Body positivity betekent verschillende dingen voor verschillende mensen. In de media – en specifiek op sociale media – lijkt het vooral een term te zijn die samenvalt met het concept van zelfliefde. De boodschap is dat alle lichamen goede lichamen zijn en dat je imperfecties je net mooi maken.

Maar de oorsprong van body positivity gaat terug naar de jaren ’70 met de oprichting van de National Association to Advance Fat Acceptance (NAAFA) en de Fat Underground. Hun activisme was gebaseerd op de Civil Rights Movement en zij zagen fat liberation als iets wat gelinkt was aan andere vormen van oppressie. Jammer genoeg werden mensen van kleur hierin niet op de voorgrond gezet, omdat gedacht werd dat de boodschap van het dikactivisme zou verwateren als er ook andere sociale thema’s aangekaart werden.

Fast forward naar de jaren 2010 toen sociale media populair werden en de boodschap van body acceptance een groter publiek kon bereiken. Sonya Renee Taylor en Gabi Gregg, twee Zwarte vrouwen, waren hierin voorlopers, maar veel mensen geven Ashley Graham en Tess Holliday hiervoor alle krediet.

De huidige beweging van body positivity wordt nog altijd gedomineerd door witte vrouwen die een lichaam hebben dat over het algemeen aanvaard wordt door onze maatschappij. Zij zijn het uithangbord, waardoor mensen in gemarginaliseerde lichamen (zoals mensen van kleur, mensen met een beperking, etc.) weer aan de kant geschoven worden.

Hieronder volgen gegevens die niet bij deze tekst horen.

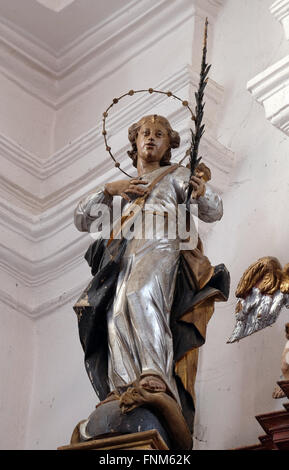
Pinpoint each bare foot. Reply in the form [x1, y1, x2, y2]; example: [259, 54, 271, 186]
[272, 385, 286, 399]
[139, 375, 167, 392]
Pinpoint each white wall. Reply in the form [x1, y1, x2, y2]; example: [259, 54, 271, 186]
[0, 0, 289, 449]
[192, 0, 289, 449]
[0, 302, 35, 450]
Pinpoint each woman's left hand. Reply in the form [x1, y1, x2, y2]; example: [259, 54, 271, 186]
[190, 176, 206, 199]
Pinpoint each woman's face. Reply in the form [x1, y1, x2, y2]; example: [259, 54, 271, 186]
[136, 120, 170, 162]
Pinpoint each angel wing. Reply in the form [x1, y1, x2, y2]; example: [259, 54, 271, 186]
[228, 256, 289, 343]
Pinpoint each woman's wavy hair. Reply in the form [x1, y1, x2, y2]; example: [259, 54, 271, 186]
[127, 114, 181, 167]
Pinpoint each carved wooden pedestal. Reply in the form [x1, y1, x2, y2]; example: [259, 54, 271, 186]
[235, 380, 289, 450]
[58, 429, 168, 450]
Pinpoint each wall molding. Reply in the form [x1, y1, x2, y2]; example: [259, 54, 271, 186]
[0, 0, 222, 109]
[247, 0, 289, 135]
[270, 0, 289, 39]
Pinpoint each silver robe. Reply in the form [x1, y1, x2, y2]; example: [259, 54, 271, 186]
[75, 167, 223, 400]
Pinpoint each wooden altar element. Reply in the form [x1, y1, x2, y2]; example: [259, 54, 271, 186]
[58, 429, 168, 450]
[235, 380, 289, 450]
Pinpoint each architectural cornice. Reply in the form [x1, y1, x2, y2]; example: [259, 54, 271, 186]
[247, 55, 289, 135]
[270, 0, 289, 39]
[247, 0, 289, 135]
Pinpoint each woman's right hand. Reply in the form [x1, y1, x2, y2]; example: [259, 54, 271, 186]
[105, 178, 148, 201]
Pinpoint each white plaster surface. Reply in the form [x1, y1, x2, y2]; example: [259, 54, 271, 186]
[191, 0, 289, 449]
[0, 0, 289, 449]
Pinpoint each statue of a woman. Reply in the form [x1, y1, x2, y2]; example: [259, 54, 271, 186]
[74, 115, 229, 448]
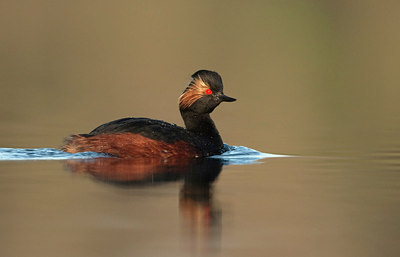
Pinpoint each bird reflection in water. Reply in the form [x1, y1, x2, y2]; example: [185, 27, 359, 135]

Bovendien wordt de term ook gebruikt door bedrijven die er geld mee verdienen. Zij gebruiken het idee van zelfliefde om producten te verkopen die je helpen om je goed in je vel te voelen. Het is nu dus niet alleen onze eigen fout als we niet dun zijn, maar ook nog eens als we niet genoeg van onszelf en ons lichaam houden.

Omdat body positivity tegenwoordig zo ver verwijderd is van wat het ooit was, gebruiken heel wat dikactivisten de term liever niet meer. Fat acceptance en fat liberation zijn betere alternatieven om duidelijk te maken wat de oorspronkelijke bedoeling was.